Religious Affairs Correspondent

If you can choose shapes which fit together with each other and arrange four sentences in a logically compelling order, then you could become Archbishop of Canterbury. From next year the 700 prospective candidates for the Anglican priesthood will have to undergo psychological tests as part of their formal interview.

The Rev Christopher Cunliffe, director of vocations at the Advisory Board for Ministry, the central Church department responsible for the selection and recruitment of priests, said: "The new tests are meant to give a more accurate assessment of a person's capacity for training. They might advantage those who don't present particularly well at the moment. You may have a candidate who talks very fluently and presents well but is not right; or you might be missing candidates who are good at thinking at depth but not good verbally."

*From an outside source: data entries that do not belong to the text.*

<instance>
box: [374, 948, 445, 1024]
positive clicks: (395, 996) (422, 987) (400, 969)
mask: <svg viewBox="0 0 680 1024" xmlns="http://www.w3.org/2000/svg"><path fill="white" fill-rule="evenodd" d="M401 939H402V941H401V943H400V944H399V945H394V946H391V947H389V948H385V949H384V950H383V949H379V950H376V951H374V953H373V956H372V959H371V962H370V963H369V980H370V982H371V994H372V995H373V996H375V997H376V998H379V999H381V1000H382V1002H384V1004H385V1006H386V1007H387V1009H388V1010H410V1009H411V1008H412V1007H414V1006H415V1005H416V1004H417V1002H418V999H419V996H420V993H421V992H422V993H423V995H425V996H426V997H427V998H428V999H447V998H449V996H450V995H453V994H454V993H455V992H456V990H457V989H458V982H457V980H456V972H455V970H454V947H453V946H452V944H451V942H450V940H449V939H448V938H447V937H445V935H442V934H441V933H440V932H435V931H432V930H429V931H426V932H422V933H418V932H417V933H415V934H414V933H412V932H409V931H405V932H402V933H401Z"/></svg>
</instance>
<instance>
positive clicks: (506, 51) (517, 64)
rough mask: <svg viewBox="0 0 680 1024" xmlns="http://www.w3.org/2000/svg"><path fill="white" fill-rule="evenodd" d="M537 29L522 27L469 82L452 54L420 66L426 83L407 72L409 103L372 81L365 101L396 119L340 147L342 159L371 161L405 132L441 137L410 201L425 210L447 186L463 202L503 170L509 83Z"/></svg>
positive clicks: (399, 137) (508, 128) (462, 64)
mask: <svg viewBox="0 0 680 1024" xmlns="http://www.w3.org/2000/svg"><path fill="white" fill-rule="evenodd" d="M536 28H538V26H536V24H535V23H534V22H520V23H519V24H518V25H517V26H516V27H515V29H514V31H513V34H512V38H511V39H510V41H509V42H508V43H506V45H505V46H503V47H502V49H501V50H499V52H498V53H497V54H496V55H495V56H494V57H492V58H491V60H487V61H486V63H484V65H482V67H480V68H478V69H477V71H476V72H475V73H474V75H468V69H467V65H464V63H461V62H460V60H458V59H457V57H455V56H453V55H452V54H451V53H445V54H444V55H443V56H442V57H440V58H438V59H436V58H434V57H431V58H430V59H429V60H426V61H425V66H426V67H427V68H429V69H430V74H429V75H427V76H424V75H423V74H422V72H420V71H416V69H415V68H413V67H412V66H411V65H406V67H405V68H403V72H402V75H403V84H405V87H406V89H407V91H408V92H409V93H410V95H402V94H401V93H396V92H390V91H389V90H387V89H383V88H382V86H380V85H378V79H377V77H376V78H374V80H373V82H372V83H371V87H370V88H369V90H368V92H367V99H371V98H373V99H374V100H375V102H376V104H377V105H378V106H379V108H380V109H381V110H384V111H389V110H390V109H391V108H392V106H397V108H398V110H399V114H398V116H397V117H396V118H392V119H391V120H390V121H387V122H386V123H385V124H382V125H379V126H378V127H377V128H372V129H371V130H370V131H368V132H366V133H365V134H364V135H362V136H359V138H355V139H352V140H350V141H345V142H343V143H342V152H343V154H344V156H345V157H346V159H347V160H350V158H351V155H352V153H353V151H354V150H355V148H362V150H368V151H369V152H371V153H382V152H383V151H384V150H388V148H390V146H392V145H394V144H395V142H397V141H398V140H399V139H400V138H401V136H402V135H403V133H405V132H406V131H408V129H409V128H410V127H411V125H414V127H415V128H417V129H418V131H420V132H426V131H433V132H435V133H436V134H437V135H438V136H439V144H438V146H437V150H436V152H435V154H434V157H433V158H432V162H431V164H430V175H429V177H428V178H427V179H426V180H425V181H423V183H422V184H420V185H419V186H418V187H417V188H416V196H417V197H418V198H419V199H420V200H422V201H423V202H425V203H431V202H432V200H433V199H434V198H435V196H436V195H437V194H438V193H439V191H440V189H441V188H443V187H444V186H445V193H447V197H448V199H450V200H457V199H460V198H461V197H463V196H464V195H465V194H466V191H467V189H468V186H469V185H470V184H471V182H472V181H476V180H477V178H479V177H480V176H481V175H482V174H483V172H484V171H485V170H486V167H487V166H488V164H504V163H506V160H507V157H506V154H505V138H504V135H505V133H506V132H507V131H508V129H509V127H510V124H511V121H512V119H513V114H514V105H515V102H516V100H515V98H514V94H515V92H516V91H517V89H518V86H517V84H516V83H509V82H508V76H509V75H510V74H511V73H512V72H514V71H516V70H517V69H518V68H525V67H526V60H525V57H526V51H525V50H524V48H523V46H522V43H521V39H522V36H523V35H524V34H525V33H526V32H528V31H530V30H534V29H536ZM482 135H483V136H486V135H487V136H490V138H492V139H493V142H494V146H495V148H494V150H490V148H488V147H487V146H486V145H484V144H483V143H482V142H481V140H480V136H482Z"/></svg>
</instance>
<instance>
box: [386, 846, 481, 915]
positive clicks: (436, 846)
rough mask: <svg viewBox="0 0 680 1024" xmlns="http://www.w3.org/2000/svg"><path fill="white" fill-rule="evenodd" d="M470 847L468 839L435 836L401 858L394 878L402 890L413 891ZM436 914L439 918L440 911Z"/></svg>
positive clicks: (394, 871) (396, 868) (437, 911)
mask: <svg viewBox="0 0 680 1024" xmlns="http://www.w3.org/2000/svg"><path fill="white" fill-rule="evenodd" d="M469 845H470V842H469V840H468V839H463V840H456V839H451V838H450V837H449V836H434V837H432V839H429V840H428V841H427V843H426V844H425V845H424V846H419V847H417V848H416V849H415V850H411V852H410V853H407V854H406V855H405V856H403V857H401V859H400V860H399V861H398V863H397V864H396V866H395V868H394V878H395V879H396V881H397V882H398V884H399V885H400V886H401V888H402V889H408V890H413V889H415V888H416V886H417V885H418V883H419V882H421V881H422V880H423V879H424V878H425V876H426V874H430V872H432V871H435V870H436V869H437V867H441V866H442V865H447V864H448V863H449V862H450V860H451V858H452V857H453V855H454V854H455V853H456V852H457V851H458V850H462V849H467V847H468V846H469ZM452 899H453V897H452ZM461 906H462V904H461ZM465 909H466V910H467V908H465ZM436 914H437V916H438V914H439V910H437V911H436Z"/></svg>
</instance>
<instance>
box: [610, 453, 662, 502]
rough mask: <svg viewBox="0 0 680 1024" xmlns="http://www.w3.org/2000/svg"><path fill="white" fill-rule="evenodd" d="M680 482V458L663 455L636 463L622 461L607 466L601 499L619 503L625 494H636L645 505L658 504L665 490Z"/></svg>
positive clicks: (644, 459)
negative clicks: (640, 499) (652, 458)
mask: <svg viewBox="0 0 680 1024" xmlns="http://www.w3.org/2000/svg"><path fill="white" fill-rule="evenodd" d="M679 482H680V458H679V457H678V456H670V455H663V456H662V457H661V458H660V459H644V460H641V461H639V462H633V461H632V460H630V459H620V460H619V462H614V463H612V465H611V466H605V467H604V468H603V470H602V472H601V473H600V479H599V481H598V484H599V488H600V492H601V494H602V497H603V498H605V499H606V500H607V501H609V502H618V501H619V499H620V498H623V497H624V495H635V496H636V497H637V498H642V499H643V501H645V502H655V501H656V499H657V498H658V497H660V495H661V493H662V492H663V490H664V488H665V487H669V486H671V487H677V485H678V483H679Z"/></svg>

The classic example of the second type would be Dr Michael Ramsay, who became an outstandingly holy Archbishop of Canterbury despite what was regarded by his colleagues as a legendary social incompetence. Chris Brain, the leader of the Nine-O'Clock Service cult in Sheffield, who passed all the hoops of the Anglican selection procedure, would be an example of someone the new tests might help to exclude, Dr Cunliffe said.

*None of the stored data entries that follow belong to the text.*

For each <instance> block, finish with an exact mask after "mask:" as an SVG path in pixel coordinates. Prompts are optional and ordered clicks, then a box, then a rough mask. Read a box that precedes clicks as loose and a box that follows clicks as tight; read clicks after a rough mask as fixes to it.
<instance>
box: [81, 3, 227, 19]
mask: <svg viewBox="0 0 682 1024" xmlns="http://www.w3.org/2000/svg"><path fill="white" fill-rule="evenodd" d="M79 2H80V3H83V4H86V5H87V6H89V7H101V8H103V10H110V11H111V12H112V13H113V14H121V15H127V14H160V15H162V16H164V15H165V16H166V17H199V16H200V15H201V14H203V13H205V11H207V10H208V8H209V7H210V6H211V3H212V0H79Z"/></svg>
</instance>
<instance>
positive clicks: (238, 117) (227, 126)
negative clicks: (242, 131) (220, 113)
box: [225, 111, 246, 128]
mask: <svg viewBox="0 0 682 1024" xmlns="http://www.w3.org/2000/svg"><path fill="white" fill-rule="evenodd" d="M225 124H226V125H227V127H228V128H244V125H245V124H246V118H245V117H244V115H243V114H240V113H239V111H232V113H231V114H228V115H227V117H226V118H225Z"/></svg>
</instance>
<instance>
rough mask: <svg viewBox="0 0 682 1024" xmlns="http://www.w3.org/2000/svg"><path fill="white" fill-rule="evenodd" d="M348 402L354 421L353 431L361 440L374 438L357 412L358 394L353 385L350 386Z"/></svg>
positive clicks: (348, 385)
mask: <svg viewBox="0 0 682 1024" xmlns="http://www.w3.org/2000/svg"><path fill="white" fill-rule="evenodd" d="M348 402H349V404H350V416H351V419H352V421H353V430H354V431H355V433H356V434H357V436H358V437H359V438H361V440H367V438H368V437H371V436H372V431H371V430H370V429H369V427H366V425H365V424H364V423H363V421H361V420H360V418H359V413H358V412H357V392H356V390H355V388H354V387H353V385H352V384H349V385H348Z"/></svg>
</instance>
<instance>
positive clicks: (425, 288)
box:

The new tests, which will be regarded as a mixed blessing by many, will be added to the present selection process. This derives from that used by the army to select its officers.

Psychological testing is already used by the Roman Catholic Church to screen its candidates for the ministry; but theirs places a greater emphasis on psychological stability under the strains of celibacy and loneliness, which are not expected to afflict Anglican candidates to the same extent.

The problem which confronts many Anglican dioceses is that many of their prospective priests come from a narrow background, and have little feeling for the traditional role of the Church of England as something open to everyone. Their model of a congregation is of a self-conscious group clearly distinguished from the rest of society; while this may be the fate of the Church of England, it is one which the authorities are anxious to avoid.